Dokumente authentisch

In zentralen Punkten wies das Gericht die Klage der ÖVP ab und beurteilte die Darstellung des Falter als zulässig. Auf Basis der geleakten Dokumente – deren Authentizität die ÖVP selbst im Laufe des Verfahrens zugestand – sei der Schluss einer geplanten Kostenüberschreitung 2019 "nicht zu beanstanden", heißt es im Urteil. Die Richterin verweist hierfür explizit auf die historische Erfahrung, wonach die ÖVP 2017 trotz gegenteiliger öffentlicher Beteuerungen von Parteigranden den gesetzlichen Rahmen der Wahlkampfkosten gesprengt hatte.

Der Zeitung wurde außerdem zugutegehalten, dass die internen Tabellen der ÖVP-Buchführung transparent hergezeigt wurden, wodurch sich die Leser selbst ihre Einschätzung darüber bilden konnten.
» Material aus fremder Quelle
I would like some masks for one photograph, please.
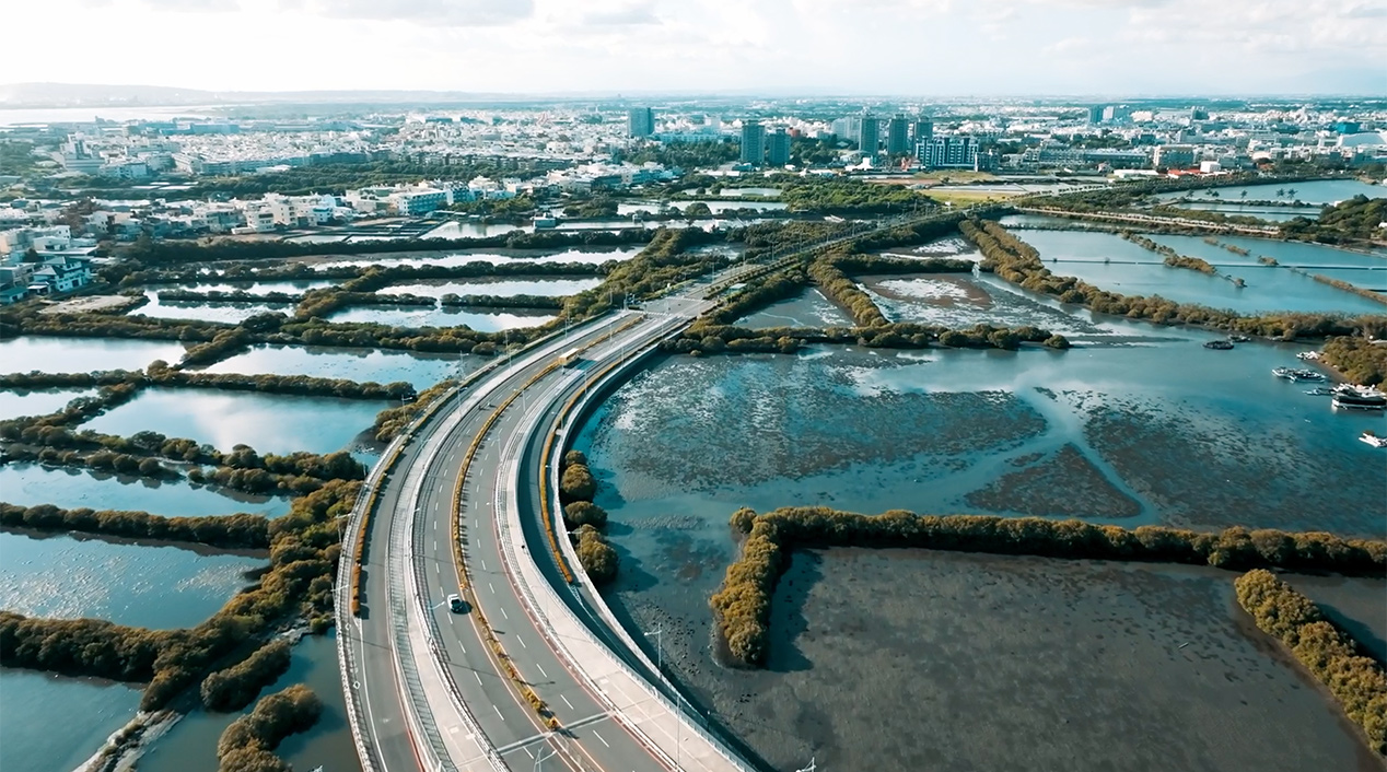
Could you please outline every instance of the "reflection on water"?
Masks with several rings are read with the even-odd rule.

Für ungerechtfertigt hält das Gericht allerdings die Behauptung, dass die ÖVP den Rechnungshof habe überlisten wollen, zumal sie ja auch 2017 ihre Kostenüberschreitung im Nachhinein dem Kontrollorgan offengelegt habe. Überdies gebe es keine Hinweise darauf, dass der externe Wirtschaftsprüfer eine verfälschte Berechnung durchgewinkt hätte. Der Falter muss diese Behauptung daher mangels Tatsachensubstrats unterlassen und öffentlich widerrufen. (Theo Anders, 30.3. 2021)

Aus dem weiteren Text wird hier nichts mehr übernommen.